Re: [PATCH v2] x86/mce: Do not log spurious corrected mce errors

From: Borislav Petkov
Date: Tue Feb 18 2020 - 11:13:29 EST


On Mon, Feb 17, 2020 at 08:06:59AM -0500, Prarit Bhargava wrote:
> A user has reported that they are seeing spurious corrected errors on
> their hardware.
>
> Intel Errata HSD131, HSM142, HSW131, and BDM48 report that
> "spurious corrected errors may be logged in the IA32_MC0_STATUS register
> with the valid field (bit 63) set, the uncorrected error field (bit 61)
> not set, a Model Specific Error Code (bits [31:16]) of 0x000F, and
> an MCA Error Code (bits [15:0]) of 0x0005."
>
> Block these spurious errors from the console and logs.
>
> Links to Intel Specification updates:
> HSD131: https://www.intel.com/content/www/us/en/products/docs/processors/core/4th-gen-core-family-desktop-specification-update.html
> HSM142: https://www.intel.com/content/www/us/en/products/docs/processors/core/4th-gen-core-family-mobile-specification-update.html
> HSW131: https://www.intel.com/content/www/us/en/processors/xeon/xeon-e3-1200v3-spec-update.html
> BDM48: https://www.intel.com/content/www/us/en/products/docs/processors/core/5th-gen-core-family-spec-update.html

My previous review comment still holds:

Those links tend to get stale with time. If you really want to refer to
the PDFs, add a new bugzilla entry on https://bugzilla.kernel.org/, add
them there as an attachment and add the link to the entry to the commit
message.

> Signed-off-by: Prarit Bhargava <prarit@xxxxxxxxxx>
> Co-developed-by: Alexander Krupp <centos@xxxxxxxxxxxx>

WARNING: Co-developed-by: must be immediately followed by Signed-off-by:
#36:

See Documentation/process/submitting-patches.rst for more detail.

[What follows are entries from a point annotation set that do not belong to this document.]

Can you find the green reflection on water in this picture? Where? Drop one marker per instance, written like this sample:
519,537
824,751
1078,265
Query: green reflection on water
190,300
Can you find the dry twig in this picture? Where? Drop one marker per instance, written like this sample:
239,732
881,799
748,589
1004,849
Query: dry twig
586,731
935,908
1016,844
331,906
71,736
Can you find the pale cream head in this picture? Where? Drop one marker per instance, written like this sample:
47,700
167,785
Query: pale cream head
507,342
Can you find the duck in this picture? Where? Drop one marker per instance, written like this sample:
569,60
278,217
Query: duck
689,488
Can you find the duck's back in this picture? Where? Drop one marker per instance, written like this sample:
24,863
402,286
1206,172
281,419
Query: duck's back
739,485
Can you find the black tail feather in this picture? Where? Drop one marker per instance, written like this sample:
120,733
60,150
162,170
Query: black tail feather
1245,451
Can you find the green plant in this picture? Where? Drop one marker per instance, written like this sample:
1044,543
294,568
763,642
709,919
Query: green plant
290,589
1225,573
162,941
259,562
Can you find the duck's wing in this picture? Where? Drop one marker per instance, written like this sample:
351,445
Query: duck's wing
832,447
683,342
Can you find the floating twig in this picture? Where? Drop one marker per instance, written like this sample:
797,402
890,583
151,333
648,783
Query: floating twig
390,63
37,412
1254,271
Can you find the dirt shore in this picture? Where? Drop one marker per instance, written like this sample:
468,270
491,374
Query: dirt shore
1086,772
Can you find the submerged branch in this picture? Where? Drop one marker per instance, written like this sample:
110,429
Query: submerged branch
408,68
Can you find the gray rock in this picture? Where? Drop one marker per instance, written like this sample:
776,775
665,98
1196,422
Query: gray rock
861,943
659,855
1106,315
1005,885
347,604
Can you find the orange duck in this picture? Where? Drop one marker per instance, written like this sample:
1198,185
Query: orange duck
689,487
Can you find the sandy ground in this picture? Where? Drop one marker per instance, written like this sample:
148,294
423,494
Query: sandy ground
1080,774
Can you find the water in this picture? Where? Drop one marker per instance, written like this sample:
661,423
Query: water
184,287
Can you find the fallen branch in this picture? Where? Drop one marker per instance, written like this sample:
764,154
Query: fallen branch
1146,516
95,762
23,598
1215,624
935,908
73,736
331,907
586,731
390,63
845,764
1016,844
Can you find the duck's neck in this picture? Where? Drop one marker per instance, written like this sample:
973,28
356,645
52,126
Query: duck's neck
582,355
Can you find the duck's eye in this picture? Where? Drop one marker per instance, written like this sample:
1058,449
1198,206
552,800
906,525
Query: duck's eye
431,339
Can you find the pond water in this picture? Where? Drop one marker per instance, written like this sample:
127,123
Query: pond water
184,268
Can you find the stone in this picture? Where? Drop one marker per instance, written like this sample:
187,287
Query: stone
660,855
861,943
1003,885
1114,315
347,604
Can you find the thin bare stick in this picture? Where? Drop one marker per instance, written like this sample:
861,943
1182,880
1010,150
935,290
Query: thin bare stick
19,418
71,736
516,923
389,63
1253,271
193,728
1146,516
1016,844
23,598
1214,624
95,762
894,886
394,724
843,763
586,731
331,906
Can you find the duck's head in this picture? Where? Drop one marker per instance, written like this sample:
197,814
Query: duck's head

> Cc: Tony Luck <tony.luck@xxxxxxxxx>
> Cc: Borislav Petkov <bp@xxxxxxxxx>
> Cc: Thomas Gleixner <tglx@xxxxxxxxxxxxx>
> Cc: Ingo Molnar <mingo@xxxxxxxxxx>
> Cc: "H. Peter Anvin" <hpa@xxxxxxxxx>
> Cc: x86@xxxxxxxxxx
> Cc: linux-edac@xxxxxxxxxxxxxxx
> ---
> arch/x86/kernel/cpu/mce/core.c | 2 ++
> arch/x86/kernel/cpu/mce/intel.c | 17 +++++++++++++++++
> arch/x86/kernel/cpu/mce/internal.h | 1 +
> 3 files changed, 20 insertions(+)
>
> diff --git a/arch/x86/kernel/cpu/mce/core.c b/arch/x86/kernel/cpu/mce/core.c
> index 2c4f949611e4..fe3983d551cc 100644
> --- a/arch/x86/kernel/cpu/mce/core.c
> +++ b/arch/x86/kernel/cpu/mce/core.c
> @@ -1877,6 +1877,8 @@ bool filter_mce(struct mce *m)
> {
> if (boot_cpu_data.x86_vendor == X86_VENDOR_AMD)
> return amd_filter_mce(m);
> + if (boot_cpu_data.x86_vendor == X86_VENDOR_INTEL)
> + return intel_filter_mce(m);
>
> return false;
> }
> diff --git a/arch/x86/kernel/cpu/mce/intel.c b/arch/x86/kernel/cpu/mce/intel.c
> index 5627b1091b85..989148e6746c 100644
> --- a/arch/x86/kernel/cpu/mce/intel.c
> +++ b/arch/x86/kernel/cpu/mce/intel.c
> @@ -520,3 +520,20 @@ void mce_intel_feature_clear(struct cpuinfo_x86 *c)
> {
> intel_clear_lmce();
> }
> +
> +bool intel_filter_mce(struct mce *m)
> +{
> + struct cpuinfo_x86 *c = &boot_cpu_data;
> +
> + /* MCE errata HSD131, HSM142, HSW131, BDM48, and HSM142 */
> + if ((c->x86 == 6) &&
> + ((c->x86_model == INTEL_FAM6_HASWELL) ||
> + (c->x86_model == INTEL_FAM6_HASWELL_L) ||
> + (c->x86_model == INTEL_FAM6_BROADWELL) ||
> + (c->x86_model == INTEL_FAM6_HASWELL_G)) &&
> + (m->bank == 0) &&
> + ((m->status & 0xa0000000ffffffff) == 0x80000000000f0005))
> + return true;
> +
> + return false;
> +}
> diff --git a/arch/x86/kernel/cpu/mce/internal.h b/arch/x86/kernel/cpu/mce/internal.h
> index b785c0d0b590..821faba5b05d 100644
> --- a/arch/x86/kernel/cpu/mce/internal.h
> +++ b/arch/x86/kernel/cpu/mce/internal.h
> @@ -175,5 +175,6 @@ extern bool amd_filter_mce(struct mce *m);
> #else
> static inline bool amd_filter_mce(struct mce *m) { return false; };
> #endif
> +extern bool intel_filter_mce(struct mce *m);

It doesn't even build:

ld: arch/x86/kernel/cpu/mce/core.o: in function `filter_mce':
/home/boris/kernel/linux/arch/x86/kernel/cpu/mce/core.c:1881: undefined reference to `intel_filter_mce'
make: *** [Makefile:1077: vmlinux] Error 1

Hint: do it like it is done for amd_filter_mce() but in the respective
#ifdef CONFIG_X86_MCE_INTEL place.

--
Regards/Gruss,
Boris.

https://people.kernel.org/tglx/notes-about-netiquette